Throughout the election campaign that brought him to the country's executive office in May of this year, France's President Francois Hollande proudly advertised himself as a rich-basher. Remarks like "I don't like the rich" and "my enemy is the world of finance" were often well received by voters inclined to believe that economic activity is a zero-sum game in which a capitalist's gain implies a worker's loss, and vice versa.
Since Mr. Hollande assumed power, this style of electioneering has been put aside. Prominent members of the government continue nonetheless to give vent to the anti-rich rhetoric - if only to attempt to recapture a fast-eroding popularity.
A conspicuous manifestation of the anti-business sentiment that prevails in governmental circles relates to the threat, made last November by the minister of industrial recovery, Arnaud Montebourg, of nationalizing a steel mill located at Florange, in the north of France, and owned by the Indian-born and British national tycoon Lakshmi Mittal.
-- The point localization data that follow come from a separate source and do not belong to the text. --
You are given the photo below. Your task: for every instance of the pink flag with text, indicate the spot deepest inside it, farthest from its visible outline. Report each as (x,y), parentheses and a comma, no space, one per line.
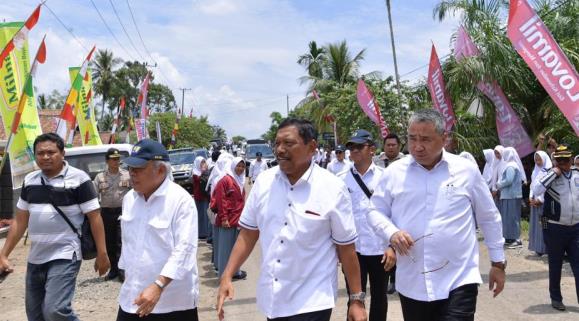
(370,107)
(510,130)
(438,92)
(534,42)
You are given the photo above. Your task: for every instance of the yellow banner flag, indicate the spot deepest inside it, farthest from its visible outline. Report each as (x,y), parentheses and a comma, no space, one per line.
(12,77)
(84,109)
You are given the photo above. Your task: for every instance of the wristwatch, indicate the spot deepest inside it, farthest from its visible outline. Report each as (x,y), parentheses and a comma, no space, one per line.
(501,265)
(360,296)
(160,284)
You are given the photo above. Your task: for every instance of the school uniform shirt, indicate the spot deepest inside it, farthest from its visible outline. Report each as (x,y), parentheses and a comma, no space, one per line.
(336,166)
(160,238)
(299,227)
(436,208)
(368,243)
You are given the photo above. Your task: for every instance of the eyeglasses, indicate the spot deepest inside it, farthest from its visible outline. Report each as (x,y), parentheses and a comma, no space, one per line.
(440,267)
(357,146)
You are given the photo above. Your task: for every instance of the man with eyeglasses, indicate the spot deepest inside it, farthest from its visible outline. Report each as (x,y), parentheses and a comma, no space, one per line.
(423,207)
(159,231)
(340,163)
(374,255)
(112,185)
(561,220)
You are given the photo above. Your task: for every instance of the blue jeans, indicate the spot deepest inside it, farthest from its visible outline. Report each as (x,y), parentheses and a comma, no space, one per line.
(50,289)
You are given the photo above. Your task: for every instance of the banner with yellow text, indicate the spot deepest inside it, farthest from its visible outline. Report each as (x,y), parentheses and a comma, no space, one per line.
(12,77)
(85,110)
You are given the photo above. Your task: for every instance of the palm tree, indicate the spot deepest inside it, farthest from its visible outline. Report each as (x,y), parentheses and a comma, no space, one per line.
(103,76)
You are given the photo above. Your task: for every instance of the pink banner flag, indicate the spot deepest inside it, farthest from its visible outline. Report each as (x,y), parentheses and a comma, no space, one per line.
(509,128)
(438,92)
(534,42)
(370,107)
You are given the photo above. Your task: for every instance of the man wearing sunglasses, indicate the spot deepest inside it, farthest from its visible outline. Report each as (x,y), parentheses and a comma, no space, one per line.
(561,213)
(424,208)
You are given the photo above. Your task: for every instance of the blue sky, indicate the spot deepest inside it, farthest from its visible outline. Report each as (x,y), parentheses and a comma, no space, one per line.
(238,56)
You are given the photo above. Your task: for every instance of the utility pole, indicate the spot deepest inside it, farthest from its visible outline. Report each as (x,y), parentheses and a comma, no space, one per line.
(183,99)
(394,52)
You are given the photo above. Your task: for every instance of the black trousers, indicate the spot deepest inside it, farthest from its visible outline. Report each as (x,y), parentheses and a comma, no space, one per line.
(185,315)
(323,315)
(460,306)
(561,239)
(370,265)
(112,227)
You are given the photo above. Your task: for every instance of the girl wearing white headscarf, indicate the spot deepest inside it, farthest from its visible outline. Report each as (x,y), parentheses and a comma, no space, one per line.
(511,193)
(489,165)
(542,166)
(199,178)
(227,201)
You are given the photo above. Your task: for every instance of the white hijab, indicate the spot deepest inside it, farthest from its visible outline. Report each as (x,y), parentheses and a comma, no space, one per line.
(468,156)
(512,159)
(239,179)
(197,165)
(489,165)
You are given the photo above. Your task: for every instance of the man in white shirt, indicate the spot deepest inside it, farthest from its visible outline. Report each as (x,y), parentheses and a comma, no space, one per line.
(424,207)
(300,244)
(340,163)
(159,234)
(256,167)
(374,255)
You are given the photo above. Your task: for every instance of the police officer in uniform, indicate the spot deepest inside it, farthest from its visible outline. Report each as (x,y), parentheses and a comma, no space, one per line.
(112,185)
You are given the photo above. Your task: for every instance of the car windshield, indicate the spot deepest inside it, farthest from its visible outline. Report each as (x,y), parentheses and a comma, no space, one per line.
(182,158)
(265,150)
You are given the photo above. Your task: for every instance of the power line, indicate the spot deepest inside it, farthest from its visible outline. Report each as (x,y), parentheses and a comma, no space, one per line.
(125,30)
(65,26)
(110,31)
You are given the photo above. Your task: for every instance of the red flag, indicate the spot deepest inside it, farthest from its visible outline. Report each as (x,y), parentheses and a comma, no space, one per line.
(370,107)
(536,45)
(438,92)
(20,36)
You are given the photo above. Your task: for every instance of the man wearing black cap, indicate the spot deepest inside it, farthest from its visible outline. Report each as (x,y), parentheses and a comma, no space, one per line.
(340,163)
(561,212)
(374,255)
(159,231)
(112,185)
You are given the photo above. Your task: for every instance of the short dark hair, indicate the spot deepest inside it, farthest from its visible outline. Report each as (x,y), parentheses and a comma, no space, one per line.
(306,129)
(49,137)
(392,136)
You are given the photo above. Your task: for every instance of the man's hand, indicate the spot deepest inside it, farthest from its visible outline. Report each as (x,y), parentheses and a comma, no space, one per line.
(226,291)
(357,311)
(102,263)
(389,259)
(496,280)
(147,300)
(402,242)
(5,266)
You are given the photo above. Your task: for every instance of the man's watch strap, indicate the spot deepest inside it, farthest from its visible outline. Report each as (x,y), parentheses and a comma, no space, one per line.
(501,265)
(160,284)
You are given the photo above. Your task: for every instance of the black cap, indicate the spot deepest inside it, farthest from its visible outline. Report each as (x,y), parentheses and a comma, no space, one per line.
(112,153)
(361,136)
(146,150)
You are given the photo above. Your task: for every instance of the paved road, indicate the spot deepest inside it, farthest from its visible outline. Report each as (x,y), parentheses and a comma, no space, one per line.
(525,298)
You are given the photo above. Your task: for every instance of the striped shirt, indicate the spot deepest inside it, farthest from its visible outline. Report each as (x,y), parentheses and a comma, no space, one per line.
(51,237)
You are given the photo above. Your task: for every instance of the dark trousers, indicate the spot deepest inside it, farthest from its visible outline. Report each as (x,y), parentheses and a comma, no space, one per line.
(323,315)
(460,306)
(112,227)
(561,239)
(185,315)
(370,265)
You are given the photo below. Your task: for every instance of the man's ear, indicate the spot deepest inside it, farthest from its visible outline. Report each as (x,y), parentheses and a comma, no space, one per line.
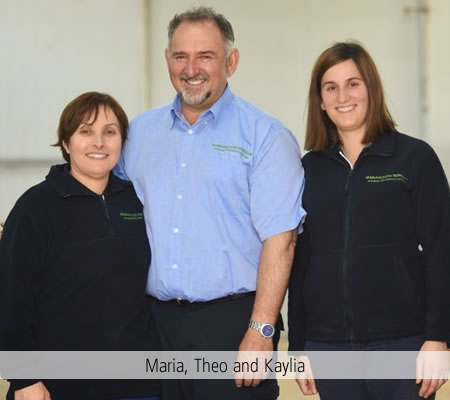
(232,62)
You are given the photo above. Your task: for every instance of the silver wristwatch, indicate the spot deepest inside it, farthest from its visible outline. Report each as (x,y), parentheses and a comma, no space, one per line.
(265,329)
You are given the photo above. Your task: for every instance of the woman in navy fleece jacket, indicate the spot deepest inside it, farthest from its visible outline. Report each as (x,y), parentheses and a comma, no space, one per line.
(74,258)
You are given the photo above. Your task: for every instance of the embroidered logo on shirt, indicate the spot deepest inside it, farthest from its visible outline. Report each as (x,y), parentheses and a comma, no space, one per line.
(234,149)
(386,178)
(132,216)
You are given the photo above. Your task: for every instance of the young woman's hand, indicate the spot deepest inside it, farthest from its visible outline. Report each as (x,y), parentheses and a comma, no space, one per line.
(432,371)
(38,391)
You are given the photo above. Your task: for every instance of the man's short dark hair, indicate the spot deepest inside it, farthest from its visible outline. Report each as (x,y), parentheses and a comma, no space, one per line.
(201,14)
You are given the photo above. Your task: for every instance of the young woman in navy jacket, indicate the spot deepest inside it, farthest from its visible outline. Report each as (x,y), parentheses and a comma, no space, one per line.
(372,267)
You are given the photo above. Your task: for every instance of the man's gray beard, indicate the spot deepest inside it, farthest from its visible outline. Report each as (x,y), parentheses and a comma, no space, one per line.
(194,100)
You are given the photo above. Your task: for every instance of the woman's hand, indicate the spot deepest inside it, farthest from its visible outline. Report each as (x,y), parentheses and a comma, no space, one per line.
(432,371)
(305,380)
(34,392)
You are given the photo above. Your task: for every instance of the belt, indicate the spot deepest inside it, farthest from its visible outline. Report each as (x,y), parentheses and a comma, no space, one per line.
(224,299)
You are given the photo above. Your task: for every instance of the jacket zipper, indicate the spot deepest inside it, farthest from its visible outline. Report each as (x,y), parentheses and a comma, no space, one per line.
(345,263)
(107,214)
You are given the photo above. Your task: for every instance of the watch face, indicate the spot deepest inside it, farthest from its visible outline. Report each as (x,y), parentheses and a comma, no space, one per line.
(267,330)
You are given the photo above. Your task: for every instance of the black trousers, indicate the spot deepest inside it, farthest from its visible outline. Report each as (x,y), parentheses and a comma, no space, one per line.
(208,327)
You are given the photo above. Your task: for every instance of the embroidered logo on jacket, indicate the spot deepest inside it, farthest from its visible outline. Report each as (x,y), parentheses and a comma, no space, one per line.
(132,216)
(386,178)
(235,149)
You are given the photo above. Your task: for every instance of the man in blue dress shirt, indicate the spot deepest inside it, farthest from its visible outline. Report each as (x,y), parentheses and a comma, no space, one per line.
(221,183)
On that occasion, Mr. Montebourg bluntly declared that Mr. Mittal was "no longer welcome in France."
At the root of the minister's animosity was Mittal's decision to close down some furnaces at the Florange plant. The closure was to entail the elimination of 629 posts without layoffs (Mittal promised to ensure the relocation of the workers concerned).
For trade unions, and for Montebourg, Mittal's plan was unacceptable. Hence the threat of nationalization.
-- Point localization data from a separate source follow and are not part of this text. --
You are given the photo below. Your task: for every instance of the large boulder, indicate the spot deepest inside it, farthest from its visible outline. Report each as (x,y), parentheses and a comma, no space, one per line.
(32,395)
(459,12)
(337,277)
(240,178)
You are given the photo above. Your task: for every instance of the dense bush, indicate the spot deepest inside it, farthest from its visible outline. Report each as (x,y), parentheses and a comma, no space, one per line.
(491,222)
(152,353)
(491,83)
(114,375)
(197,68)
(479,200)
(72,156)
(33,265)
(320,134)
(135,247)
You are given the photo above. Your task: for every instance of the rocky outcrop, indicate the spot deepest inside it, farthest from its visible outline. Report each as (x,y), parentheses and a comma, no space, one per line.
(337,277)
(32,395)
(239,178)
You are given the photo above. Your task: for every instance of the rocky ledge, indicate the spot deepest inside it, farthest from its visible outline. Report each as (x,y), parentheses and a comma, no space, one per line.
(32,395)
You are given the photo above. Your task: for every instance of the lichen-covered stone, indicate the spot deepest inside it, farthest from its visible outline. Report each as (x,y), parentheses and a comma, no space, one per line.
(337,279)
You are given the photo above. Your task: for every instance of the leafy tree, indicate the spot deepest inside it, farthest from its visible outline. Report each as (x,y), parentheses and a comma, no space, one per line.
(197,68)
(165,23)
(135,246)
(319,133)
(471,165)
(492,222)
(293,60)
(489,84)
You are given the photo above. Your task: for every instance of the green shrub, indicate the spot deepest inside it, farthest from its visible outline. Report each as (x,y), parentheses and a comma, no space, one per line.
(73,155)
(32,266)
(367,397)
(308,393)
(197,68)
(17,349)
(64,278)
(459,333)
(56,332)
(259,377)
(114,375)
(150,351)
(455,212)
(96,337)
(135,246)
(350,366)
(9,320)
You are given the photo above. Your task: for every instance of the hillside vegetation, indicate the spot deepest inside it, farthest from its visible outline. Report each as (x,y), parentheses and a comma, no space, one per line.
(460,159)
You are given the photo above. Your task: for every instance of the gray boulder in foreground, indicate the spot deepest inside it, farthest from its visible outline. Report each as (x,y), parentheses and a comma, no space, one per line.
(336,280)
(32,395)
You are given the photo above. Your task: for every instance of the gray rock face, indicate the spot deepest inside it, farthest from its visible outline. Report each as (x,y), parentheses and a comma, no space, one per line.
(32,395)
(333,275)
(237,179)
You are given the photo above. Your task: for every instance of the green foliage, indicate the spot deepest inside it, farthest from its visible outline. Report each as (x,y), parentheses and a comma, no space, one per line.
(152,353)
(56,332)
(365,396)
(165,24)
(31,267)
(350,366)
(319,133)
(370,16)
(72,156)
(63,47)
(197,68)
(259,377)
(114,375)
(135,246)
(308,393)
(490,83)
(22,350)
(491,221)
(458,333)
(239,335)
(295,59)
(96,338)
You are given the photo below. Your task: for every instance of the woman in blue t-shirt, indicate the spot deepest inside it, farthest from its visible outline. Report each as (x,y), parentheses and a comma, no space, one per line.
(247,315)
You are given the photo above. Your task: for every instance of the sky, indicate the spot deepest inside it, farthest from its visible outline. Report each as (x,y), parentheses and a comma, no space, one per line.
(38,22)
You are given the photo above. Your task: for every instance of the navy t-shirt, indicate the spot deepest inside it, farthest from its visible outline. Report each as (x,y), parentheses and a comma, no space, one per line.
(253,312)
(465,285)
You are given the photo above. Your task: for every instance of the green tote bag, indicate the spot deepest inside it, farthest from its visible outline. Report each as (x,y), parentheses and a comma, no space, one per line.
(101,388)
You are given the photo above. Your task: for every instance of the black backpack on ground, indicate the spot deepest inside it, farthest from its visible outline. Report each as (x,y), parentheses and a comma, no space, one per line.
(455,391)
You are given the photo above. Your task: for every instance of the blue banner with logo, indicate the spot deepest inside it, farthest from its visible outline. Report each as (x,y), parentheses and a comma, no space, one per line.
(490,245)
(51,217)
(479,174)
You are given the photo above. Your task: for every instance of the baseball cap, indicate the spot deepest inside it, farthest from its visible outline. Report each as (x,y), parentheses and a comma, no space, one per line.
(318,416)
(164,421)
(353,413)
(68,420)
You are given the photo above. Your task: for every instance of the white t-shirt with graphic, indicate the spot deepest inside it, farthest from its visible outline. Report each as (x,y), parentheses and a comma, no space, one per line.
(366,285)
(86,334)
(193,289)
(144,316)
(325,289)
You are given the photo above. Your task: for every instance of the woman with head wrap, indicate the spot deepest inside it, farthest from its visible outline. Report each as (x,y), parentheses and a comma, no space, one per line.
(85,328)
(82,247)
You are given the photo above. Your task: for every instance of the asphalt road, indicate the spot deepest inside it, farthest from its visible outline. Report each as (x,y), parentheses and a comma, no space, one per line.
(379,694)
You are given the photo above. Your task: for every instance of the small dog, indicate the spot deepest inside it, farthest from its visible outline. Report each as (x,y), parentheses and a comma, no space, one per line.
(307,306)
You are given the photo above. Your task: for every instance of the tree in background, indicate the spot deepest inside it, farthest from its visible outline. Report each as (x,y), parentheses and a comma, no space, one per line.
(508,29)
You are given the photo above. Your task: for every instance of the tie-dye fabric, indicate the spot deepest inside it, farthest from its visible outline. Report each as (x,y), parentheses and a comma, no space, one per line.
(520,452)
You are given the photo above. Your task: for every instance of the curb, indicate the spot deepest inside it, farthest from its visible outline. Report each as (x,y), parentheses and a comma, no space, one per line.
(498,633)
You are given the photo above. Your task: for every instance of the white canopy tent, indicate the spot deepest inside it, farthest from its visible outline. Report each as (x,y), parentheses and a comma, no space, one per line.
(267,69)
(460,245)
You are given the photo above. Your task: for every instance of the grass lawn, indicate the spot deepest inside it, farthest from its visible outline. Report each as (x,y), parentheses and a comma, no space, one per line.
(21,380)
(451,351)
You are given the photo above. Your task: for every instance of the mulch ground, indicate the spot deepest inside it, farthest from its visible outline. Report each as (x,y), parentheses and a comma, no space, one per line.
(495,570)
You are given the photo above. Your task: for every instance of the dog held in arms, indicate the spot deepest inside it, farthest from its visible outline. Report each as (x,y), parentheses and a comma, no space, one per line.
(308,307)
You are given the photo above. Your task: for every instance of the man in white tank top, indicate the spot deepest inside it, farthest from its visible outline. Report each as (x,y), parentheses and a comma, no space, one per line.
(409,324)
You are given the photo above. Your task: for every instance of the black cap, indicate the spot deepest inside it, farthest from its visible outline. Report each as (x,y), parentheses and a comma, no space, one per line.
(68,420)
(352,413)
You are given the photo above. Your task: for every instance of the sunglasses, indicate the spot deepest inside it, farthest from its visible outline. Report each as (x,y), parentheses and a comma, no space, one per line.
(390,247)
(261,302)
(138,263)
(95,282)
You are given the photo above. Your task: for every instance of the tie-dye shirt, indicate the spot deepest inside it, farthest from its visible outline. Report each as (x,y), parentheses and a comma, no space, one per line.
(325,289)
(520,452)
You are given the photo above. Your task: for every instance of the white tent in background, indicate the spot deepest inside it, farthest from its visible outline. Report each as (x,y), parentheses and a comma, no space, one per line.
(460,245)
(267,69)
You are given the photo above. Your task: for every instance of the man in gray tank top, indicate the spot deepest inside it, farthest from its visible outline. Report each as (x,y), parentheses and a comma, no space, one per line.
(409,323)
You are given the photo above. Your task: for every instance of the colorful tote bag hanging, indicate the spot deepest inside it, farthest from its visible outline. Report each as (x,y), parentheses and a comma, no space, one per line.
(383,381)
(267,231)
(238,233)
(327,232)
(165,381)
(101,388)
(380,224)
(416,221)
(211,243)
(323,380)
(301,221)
To justify their stance, the advocates of that course of action presented the nationalization of General Motors by President Obama as an inspiring success story. They seemed to forget, however, that such nationalization entailed thousands of layoffs in addition to wage cuts. This is not quite what workers at Florange had in mind, let alone were ready to accept.
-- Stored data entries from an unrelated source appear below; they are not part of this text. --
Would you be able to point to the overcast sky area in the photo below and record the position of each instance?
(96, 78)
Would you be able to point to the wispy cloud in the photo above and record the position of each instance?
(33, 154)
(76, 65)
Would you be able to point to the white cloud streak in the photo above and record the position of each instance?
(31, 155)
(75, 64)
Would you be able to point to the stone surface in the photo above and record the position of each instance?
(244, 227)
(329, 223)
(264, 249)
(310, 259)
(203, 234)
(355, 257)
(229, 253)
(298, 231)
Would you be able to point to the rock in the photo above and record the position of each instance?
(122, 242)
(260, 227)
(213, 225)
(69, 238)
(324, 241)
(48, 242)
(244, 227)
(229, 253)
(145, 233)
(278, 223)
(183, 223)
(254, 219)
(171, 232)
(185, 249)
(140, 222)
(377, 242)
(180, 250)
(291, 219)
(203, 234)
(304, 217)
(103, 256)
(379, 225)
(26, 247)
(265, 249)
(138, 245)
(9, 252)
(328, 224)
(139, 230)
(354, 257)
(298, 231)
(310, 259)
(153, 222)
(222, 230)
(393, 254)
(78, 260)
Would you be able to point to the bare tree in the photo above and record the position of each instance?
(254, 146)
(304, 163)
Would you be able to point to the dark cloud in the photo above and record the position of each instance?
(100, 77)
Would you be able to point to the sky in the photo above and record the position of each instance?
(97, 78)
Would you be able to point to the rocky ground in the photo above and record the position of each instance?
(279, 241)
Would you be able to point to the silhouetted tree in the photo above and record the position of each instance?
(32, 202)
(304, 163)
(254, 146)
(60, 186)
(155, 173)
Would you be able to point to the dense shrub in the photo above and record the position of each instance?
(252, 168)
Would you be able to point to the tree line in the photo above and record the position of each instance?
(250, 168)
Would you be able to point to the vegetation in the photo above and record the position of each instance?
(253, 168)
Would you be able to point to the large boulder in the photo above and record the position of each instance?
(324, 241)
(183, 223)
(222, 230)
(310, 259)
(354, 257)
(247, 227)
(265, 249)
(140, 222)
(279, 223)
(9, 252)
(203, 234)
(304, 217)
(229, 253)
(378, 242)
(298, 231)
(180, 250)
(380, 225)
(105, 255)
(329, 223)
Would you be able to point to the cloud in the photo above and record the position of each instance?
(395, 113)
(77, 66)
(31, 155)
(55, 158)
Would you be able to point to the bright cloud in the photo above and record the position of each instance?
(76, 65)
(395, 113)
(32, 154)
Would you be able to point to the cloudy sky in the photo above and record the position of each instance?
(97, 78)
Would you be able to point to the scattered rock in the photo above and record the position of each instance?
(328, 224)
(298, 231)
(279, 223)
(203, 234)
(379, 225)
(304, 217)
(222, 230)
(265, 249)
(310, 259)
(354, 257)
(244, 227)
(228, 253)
As a matter of fact, the Florange workers and trade-union leaders saw nationalization as a means of preserving all the posts at stake irrespective of profitability considerations. In that case, and contrary to what happened at General Motors, nationalization would not serve to enhance the firm's competitiveness but, rather, would perpetuate redundancies at the expense of the taxpayer. At a time when France struggles to reduce her public deficit and sovereign debt so as to avoid a nasty reaction of financial markets, the cost for the state to nationalize Florange (one billion euros according to government's estimations) would be too high to bear.
The idea of resorting to such a drastic measure encountered a favorable reception, not only at Florange, but also among workers of other ailing industries who hoped that, by setting a precedent, the nationalization of Florange would compel the government to come to their rescue in a similar fashion at a later point in time.
Finally, the nationalization of that plant was ruled out - which, incidentally, triggered the fury of workers and union leaders. All the same, the mere act of brandishing that measure will have deterred more than one foreign investor from placing their hopes, and their money, in France. Thus, by trying to perpetuate 629 posts (the removal of which, let's recall, will not lead to layoffs), thousands of jobs may never see the light of day in France because of investors' fears of falling prey to an expropriation ukase should efficiency considerations force them to trim their payroll.
A similarly counterproductive effect was at work when France's housing minister, Cecile Duflot, threatened to requisition empty buildings so as to shelter the homeless population during the coming winter season. (It is not clear, however, whether Mrs. Duflot went to the trouble of ascertaining how many apartments and housing projects may now be nixed by skittish investors due to the minister's threat.)
"Anti-rich" trickeries have also been applied to "tax exiles," namely those wealthy French who are fleeing their country so as to avoid paying a bundle of punitive taxes made tougher still by the current government. As a sign of the trend, the number of applications for naturalization, made by French citizens in Belgium, has increased by 15-20 percent in the past few months. Other favorite destinations are the UK and Switzerland. Film star Gerard Depardieu as well as billionaire business executive Bernard Arnault (CEO of luxury group LVMH) are among the French nationals who have recently chosen domicile outside their country for fiscal considerations.
Fiscal exiles have been held up to public obloquy by the party in power and accused by the prime minister, Jean-Marc Ayrault, of "wanting to be still richer" and of "lacking solidarity toward their country fellows."
Besides getting mired in a fruitless "anti-rich" campaign, French authorities stand to gain from digesting the well-known Laffer theorem, which shows how exorbitant taxation kills the incentive to work, invest and, ultimately, shrinks tax revenues.